Le quatrième et dernier tableau se déroule à nouveau pendant la fête du mardi gras, où une série de scènes apparaissent puis disparaissent rapidement. L'orchestre se transforme en véritable fanfare, jouant une suite de danses. Arrive ensuite un paysan et son ours dansant, suivis d'un marchand, de Bohémiens et de personnalités diverses. Après que la foule et la fête s'installent, un cri surgit du stand de marionnettes. Le Maure poursuit Petrouchka avec son sabre de bois et le tue. Le Maure devient alors la métaphore de l'indifférence aux sentiments humains. La police questionne le vieux mage, qui cherche à calmer l'ardeur de la foule consternée, en secouant les restes de paille et de sciure de Petrouchka, pour rappeler à tout le monde que ce n'était qu'une poupée sans âme, à la tête de bois. La nuit tombe et la foule se disperse, tandis que le mage s'en va, emportant avec lui le corps mou de Petrouchka. Le fantôme de la poupée Petrouchka apparaît sur le toit du stand de marionnettes. Ses pleurs ressemblent maintenant à des cris de colère. Maintenant que la place est vide, le vieux mage aperçoit avec frayeur le fantôme de Petrouchka, et s'enfuit apeuré. La scène se termine et laisse le spectateur juger de ce qui fut réel ou non.

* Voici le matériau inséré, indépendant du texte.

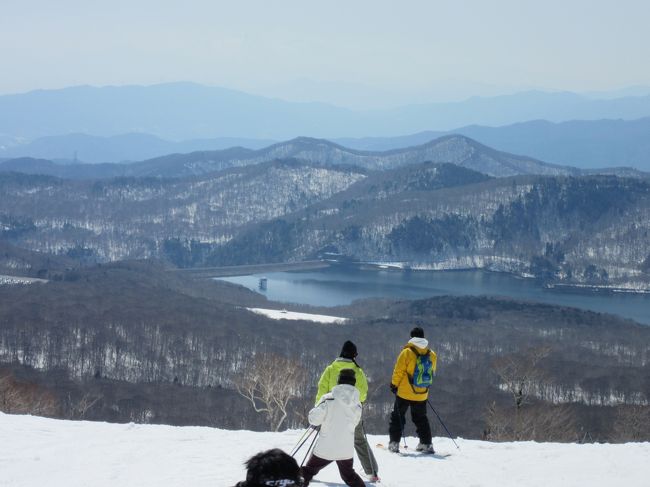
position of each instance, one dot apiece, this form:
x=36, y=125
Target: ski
x=413, y=453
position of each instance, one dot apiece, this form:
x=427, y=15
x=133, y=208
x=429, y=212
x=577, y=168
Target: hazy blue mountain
x=584, y=144
x=118, y=148
x=181, y=111
x=455, y=149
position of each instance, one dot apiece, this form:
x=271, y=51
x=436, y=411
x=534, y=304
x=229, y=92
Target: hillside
x=133, y=342
x=576, y=230
x=37, y=451
x=136, y=218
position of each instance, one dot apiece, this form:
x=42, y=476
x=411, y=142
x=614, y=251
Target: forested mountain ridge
x=576, y=230
x=133, y=342
x=137, y=218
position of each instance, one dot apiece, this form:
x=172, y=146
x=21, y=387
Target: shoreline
x=252, y=269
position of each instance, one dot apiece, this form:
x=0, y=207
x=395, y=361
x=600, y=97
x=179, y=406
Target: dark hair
x=349, y=350
x=347, y=376
x=272, y=468
x=417, y=332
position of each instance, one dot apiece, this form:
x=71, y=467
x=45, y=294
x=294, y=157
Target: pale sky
x=305, y=49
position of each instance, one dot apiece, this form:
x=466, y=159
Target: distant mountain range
x=585, y=229
x=455, y=149
x=182, y=111
x=83, y=148
x=583, y=144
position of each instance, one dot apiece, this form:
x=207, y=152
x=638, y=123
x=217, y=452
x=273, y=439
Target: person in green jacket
x=328, y=380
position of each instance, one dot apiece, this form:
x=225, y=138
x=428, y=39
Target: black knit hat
x=417, y=332
x=349, y=350
x=346, y=376
x=272, y=467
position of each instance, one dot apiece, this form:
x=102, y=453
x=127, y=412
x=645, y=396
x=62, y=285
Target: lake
x=337, y=285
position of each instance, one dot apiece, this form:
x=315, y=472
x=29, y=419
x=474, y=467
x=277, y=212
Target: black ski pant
x=316, y=464
x=418, y=415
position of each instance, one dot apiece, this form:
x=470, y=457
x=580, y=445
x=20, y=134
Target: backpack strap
x=412, y=348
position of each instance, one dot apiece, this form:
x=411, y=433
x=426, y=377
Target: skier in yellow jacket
x=407, y=393
x=328, y=381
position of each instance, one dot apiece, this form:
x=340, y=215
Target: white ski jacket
x=337, y=414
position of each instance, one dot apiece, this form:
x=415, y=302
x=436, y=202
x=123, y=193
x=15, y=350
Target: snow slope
x=38, y=452
x=283, y=314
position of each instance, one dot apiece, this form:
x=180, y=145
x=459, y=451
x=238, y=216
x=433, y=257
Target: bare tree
x=269, y=384
x=521, y=375
x=79, y=408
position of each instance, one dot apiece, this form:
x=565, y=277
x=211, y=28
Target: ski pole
x=402, y=421
x=317, y=430
x=443, y=424
x=302, y=441
x=371, y=457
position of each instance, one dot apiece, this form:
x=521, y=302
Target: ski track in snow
x=37, y=452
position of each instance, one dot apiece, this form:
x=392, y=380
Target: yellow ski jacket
x=405, y=366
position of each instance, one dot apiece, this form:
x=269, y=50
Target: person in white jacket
x=337, y=414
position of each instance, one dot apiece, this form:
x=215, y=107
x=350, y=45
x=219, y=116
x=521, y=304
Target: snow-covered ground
x=283, y=314
x=39, y=452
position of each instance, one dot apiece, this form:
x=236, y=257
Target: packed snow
x=283, y=314
x=38, y=452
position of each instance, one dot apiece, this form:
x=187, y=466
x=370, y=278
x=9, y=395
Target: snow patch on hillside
x=44, y=452
x=283, y=314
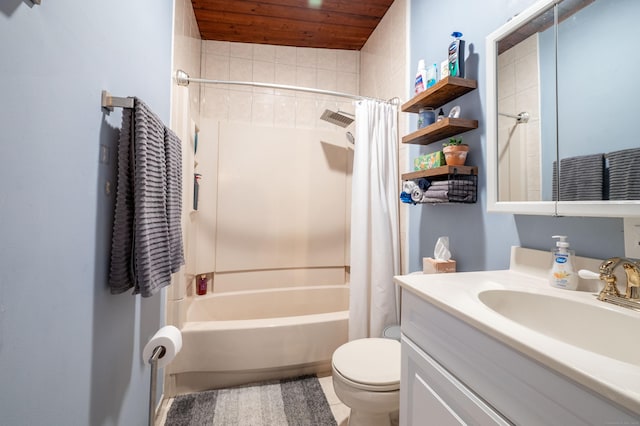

  • Tableau 1 : La foire du mardi gras
    • Introduction (À la foire du Mardi-Gras)
    • La cabine du charlatan
    • Danse russe
  • Tableau 2 : Chez Petrouchka
  • Tableau 3 : Chez le Maure
    • Chez le Maure
    • Danse de la ballerine
    • Valse de la ballerine et du Maure
  • Tableau 4 : La foire du mardi gras (la nuit)
    • Danse des Nourrices
    • Le Paysan et son ours dansant
    • Le Joyeux négociant et deux Bohémiennes
    • Danse des personnalités et de leurs suivants
    • Les Artistes de théâtre
    • Le Combat entre le Maure et Petrouchka
    • Mort de Petrouchka
    • Vision du fantôme de Petrouchka

Analyse

L'œuvre est caractérisée par l' « accord Petrouchka (en) » : il est composé de deux tierces augmentées, renfermant le terrible triton (écart de trois tons entre deux notes, tel qu'entre do et fa dièse, intervalle très redouté dans la musique précédant Stravinsky. Cet accord est caractéristique du personnage principal, il est joué à sa venue, illustrant tout son caractère de malaise et de surnaturel. Stravinsky affectionnait cette structure harmonique tel que, parmi d'autres, l'intervalle diminué ou l'utilisation d'une échelle de 8 notes par octave (gamme enchaînant les secondes mineures et les secondes majeures) , au lieu de 7.

L'un des thèmes du quatrième tableau est issu d'une chanson russe populaire qui a également été reprise dans le dernier mouvement de la Première symphonie (1874) de Sergueï Taneïev, directeur du conservatoire de Moscou et enseignant respecté. Il est possible que cette citation soit un hommage à ce dernier[4]. On retrouve également ce thème dans La Chanson du Contre-plan de Dmitri Chostakovitch, dans une version qui a connu également un succès populaire avec "Au devant de la vie".

Orchestration

Le ballet est écrit pour un orchestre symphonique de grande dimension. Voici l'instrumentation de la version originale de 1911.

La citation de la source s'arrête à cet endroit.